Does anyone know of a smarter way to “re-index” in the way I’ve written? Thank you.

using Random
Random.seed!(1234)

function Zdiff(N::Int64=50,J::Int64=10,base::Int64=J)
    base = 3
    jdx  = setdiff(1:J,base)

    X = rand(N,J)
    Z = Array{Float64,2}(undef, N, J-1)

    for j in jdx
        k = findall(jdx.==j)[1]
        Z[:,k] .= X[:,j].-X[:,base]
    end
    return nothing
end

function Zdiff1(N::Int64=50,J::Int64=10)
    jdx  = 1:(J-1)

    X = rand(N,J)
    Z = Array{Float64,2}(undef, N, J-1)

    for j in jdx
        Z[:,j] .= X[:,j].-X[:,J]
    end
    return nothing
end

# don't time first call
Zdiff(50,10,3)
Zdiff1()

println("J = 10")
@time Zdiff(50,10,3)
@time Zdiff1()

println("J = 20")
@time Zdiff(50,20,3)
@time Zdiff1(50,20)

#J = 10
#  0.000143 seconds (76 allocations: 57.281 KiB)
#  0.000025 seconds (24 allocations: 16.625 KiB)
#J = 20
#  0.015504 seconds (139 allocations: 119.195 KiB)
#  0.000069 seconds (45 allocations: 34.141 KiB)

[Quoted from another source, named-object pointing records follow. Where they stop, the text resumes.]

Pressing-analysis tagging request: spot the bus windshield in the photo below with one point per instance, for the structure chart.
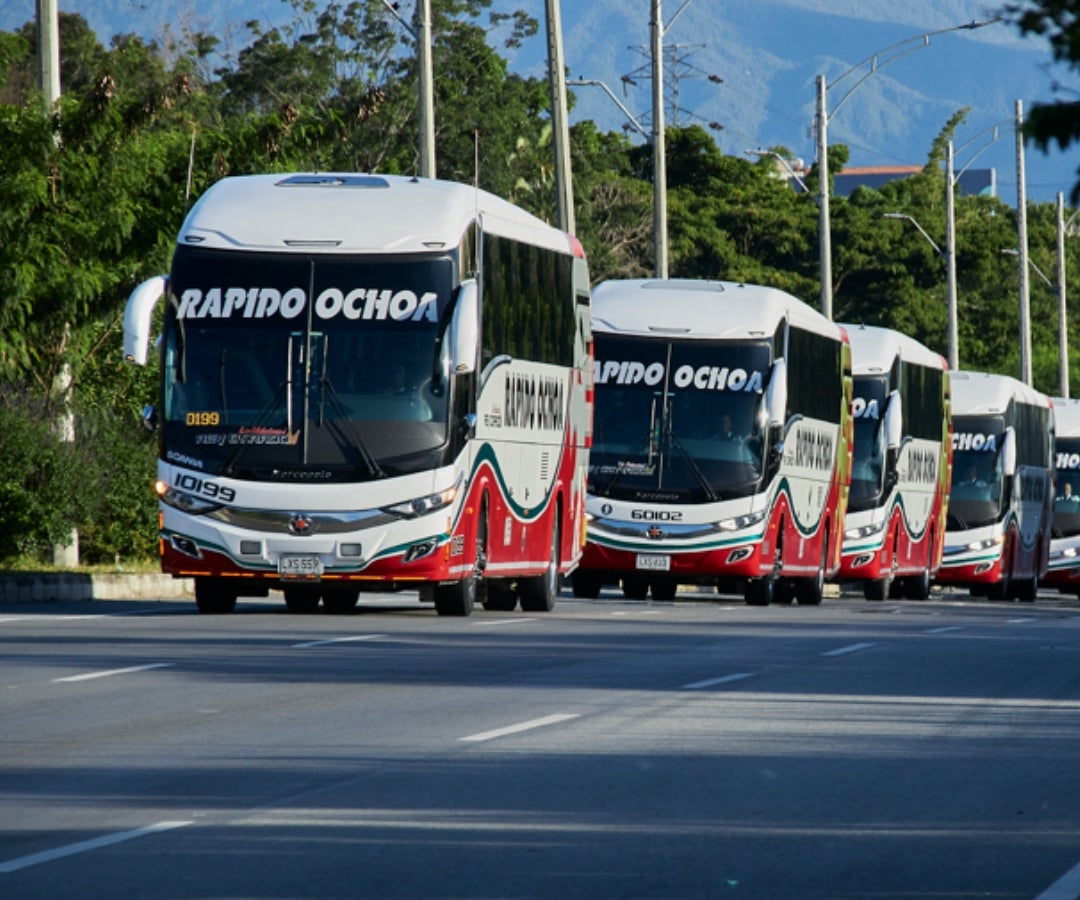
(976, 493)
(1067, 495)
(286, 367)
(867, 471)
(677, 421)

Yeah, using findall definitely seems unnecessary. Perhaps I’m missing something, but why not just increment the column of Z by one each for each index of j which is not equal to base. For example:

julia> function Zdiff2(N = 50, J = 10, base = J)
         X = randn(N, J)
         Z = Array{Float64, 2}(undef, N, J - 1)
         z_col = 1
         for j in 1:J
           if j != base
             @views Z[:, z_col] .= X[:, j] .- X[:, base]
             z_col += 1
           end
         end
         Z
       end
julia> using BenchmarkTools

julia> @btime Zdiff2($50, $20);
  7.227 μs (59 allocations: 18.17 KiB)

Note also that I’m using @views in my code, since otherwise X[:, j] creates a copy of that slice of the matrix (slicing is always a copy for Julia Arrays). With @views, it instead creates a view into the same matrix, avoiding a bunch of unnecessary copying.

2 Likes

That did it! Thank you.

I’m surprised that it still takes more resources to skip the column index. On my machine I got

  7.182 μs (40 allocations: 33.91 KiB)
  13.679 μs (59 allocations: 18.17 KiB)

for @btime respectively using my Zdiff1($50, $20) and your Zdiff2($50, $20).